Sitting in front of the TV with a tub of ice cream after a breakup. Coming home from work and going right to the pantry for a snack. Munching on treats while pulling an all-nighter studying for an exam. Do these situations sound familiar? We have probably all found ourselves doing something like this at least once before. But does that make you an emotional eater?
“Normal” eaters may sometimes find themselves eating when they are feeling happy, sad, or just bored. It is common for everyone to do a little emotional eating from time to time. However, when this type of eating happens daily, or even several times a week, you may be an emotional eater. Emotional eating can then lead to poor nutrition, an unhealthy relationship with food, and feelings of frustration and guilt.
What is emotional eating?
Emotional eating happens when people use food to manage or cover up intense emotions. Sometimes these emotions are negative and sometimes they are positive. For example, someone may eat when they are stressed out or sad, in need of comfort, or celebrating an event.
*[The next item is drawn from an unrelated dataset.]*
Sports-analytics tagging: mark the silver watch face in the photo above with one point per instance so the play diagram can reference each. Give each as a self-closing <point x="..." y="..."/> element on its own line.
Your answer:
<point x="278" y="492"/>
People may also use food as a reward, as recovery, or as a way to help them cope with an uncomfortable emotion. When food is used to help cope with negative emotions, it can be considered a form of disordered eating—or an “eating disorder.” This can be considered an unhealthy strategy and something that should be addressed.
Most important to note is that this type of emotional eating only provides a temporary relief from difficult or uncomfortable feelings. After this eating, one is often met with guilt, shame, and even more physical and emotional discomfort.
What causes emotional eating?
Emotional eating is most likely a symptom of unmet emotional and spiritual needs. It can be the direct result of not being conscious of what or why you are eating. It’s often not about the food itself at all, but about what you’re managing or covering up within yourself by using food.
How do you overcome emotional eating?
To overcome emotional eating, we must understand the difference between emotional hunger versus physical hunger. Emotional hunger starts when a person has a craving or wants something very specific to eat. Physical hunger usually starts at the stomach with grumbling and leads to giving your body the nutrients it needs. Physical hunger is not associated with feelings.
A hunger scale (0-10) can be used to identify if your hunger is emotional or physical.
0 signifies starving
1-4 are degrees of hunger
5 is neutral
6-9 are degrees of feeling full
10 is uncomfortably full
The hunger scale will help you separate your emotions and instead put the focus on how you feel physically. You can then better identify how to proceed.
If your hunger is physical at a number between 0 and 5, then you should be eating nutrients to satisfy this hunger. If your hunger is between 5 and 10, it would be more helpful to identify what emotion you are feeling and if there are other ways of managing this emotion rather than eating.
Using non-food activities will help you cope with the emotion. So in order to put an end to emotional eating, you need to develop strategies for substituting your food-focused habits with non-food coping skills instead.
First, identify the emotion you are feeling. Then, come up with a tool box of non-food activities that you can use when you are feeling an uncomfortable emotion. For example, when we’re feeling bored, we may turn to food to help us cope. But a non-food activity to use instead could be to call a friend, listen to music, or journal our thoughts and feelings.
But what if you can’t identify how you’re feeling and you have a strong urge to eat, even when you know you’re not physically hungry? A strategy that works for my patients is to work on delaying eating emotionally.
First, realize that you want to eat for emotional reasons and start out by delaying eating for at least five minutes. Then, increase the amount of time you delay for each time this occurs. During this delay, try to do any non-food activity to fill the time. When the time is up, ask yourself if you were able to do something else that did not involve eating. If you are able to choose something else to do, then great!
But, if you are not ready to do that, don’t beat yourself up. Just try again next time.
The key is that as the time passes, your uncomfortable emotions will decrease in their level of intensity. And as the intensity diminishes, so will the likelihood that you will use food to cope with how you’re feeling at that given time.
It takes practice and time to change this behavior. But be patient and keep working on it. It will all be worth it in the end.
Last but not least, so many of us use negative self-talk. But it is very important that we use positive self-talk instead, as a way to overcome our negative feelings.
Learning to care for yourself is imperative. When we do not tend to our personal needs, this can result in emotional struggles with eating.
Self-care is when we do things that nourish our body:
Learning to eat when you are hungry and stop when you are full.
Learning to nourish yourself in ways other than just with food.
Learning to trust yourself to listen to the signals your body sends you.
Being kind to yourself.
Honoring your wants and needs, while finding joy in life.
Because you deserve to be cared for and to find a healthy balance in life.
If you are struggling with emotional eating and need further help, talk to a health care provider, a mental health counselor, and/or a registered dietitian.